Quotes from The Mortification of Sin

Having concluded our read together through Owen’s classic The Mortification of Sin, a gathering of some of my favorite quotations from the book seems to be fitting sort of epilogue. Of course, I did the same with Thomas Watson’s book, Heaven Taken by Storm, but there is certainly a significant difference between the two. Watson is known for his short, quick, and memorable statements, whereas Owen’s sentences are long, trailing, and sometimes difficult to follow. Even so, there are plenty of wonderful quotations from Mortification that are worth recalling.

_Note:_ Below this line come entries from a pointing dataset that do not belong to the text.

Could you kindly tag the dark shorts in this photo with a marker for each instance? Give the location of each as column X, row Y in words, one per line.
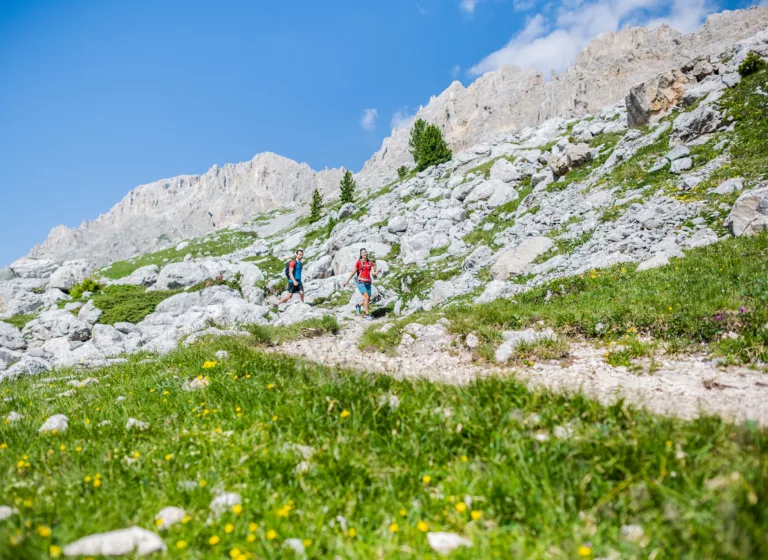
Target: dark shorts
column 295, row 289
column 364, row 287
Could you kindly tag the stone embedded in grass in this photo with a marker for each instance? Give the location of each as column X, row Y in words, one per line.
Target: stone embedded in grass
column 169, row 516
column 57, row 422
column 117, row 543
column 134, row 424
column 295, row 544
column 445, row 543
column 6, row 512
column 224, row 501
column 632, row 533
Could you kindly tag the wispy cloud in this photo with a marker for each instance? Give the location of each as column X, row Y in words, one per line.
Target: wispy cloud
column 469, row 5
column 551, row 42
column 402, row 118
column 369, row 118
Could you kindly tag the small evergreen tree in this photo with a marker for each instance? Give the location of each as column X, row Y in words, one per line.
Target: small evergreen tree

Mortification from a self-strength, carried on by ways of self-invention, unto the end of a self-righteousness, is the soul and substance of all false religion in the world.

Chapter 1, p. 22

Do you mortify; do you make it your daily work; be always at it whilst you live; cease not a day from this work; be killing sin, or it will be killing you.

Chapter 2, p. 27

When sin lets us alone, we may let sin alone: but as sin is never less than quiet when it seems to be most quiet, and its waters are for the most part deep when they are still, so ought our contrivances against it be vigorous at all times, in all conditions, even where there is least suspicion.

Chapter 2, p. 29

Let not that man think he makes any progress in holiness, who walks not over the neck of his lusts.

Chapter 2, p. 34

Duties are excellent food for a healthy soul; they are no physic for a sick soul.

Chapter 3, p. 42

All communications of supplies and relief, in the beginnings, increasings, actings of any grace whatever from him, are by the Spirit, by whom he alone works in and upon believers.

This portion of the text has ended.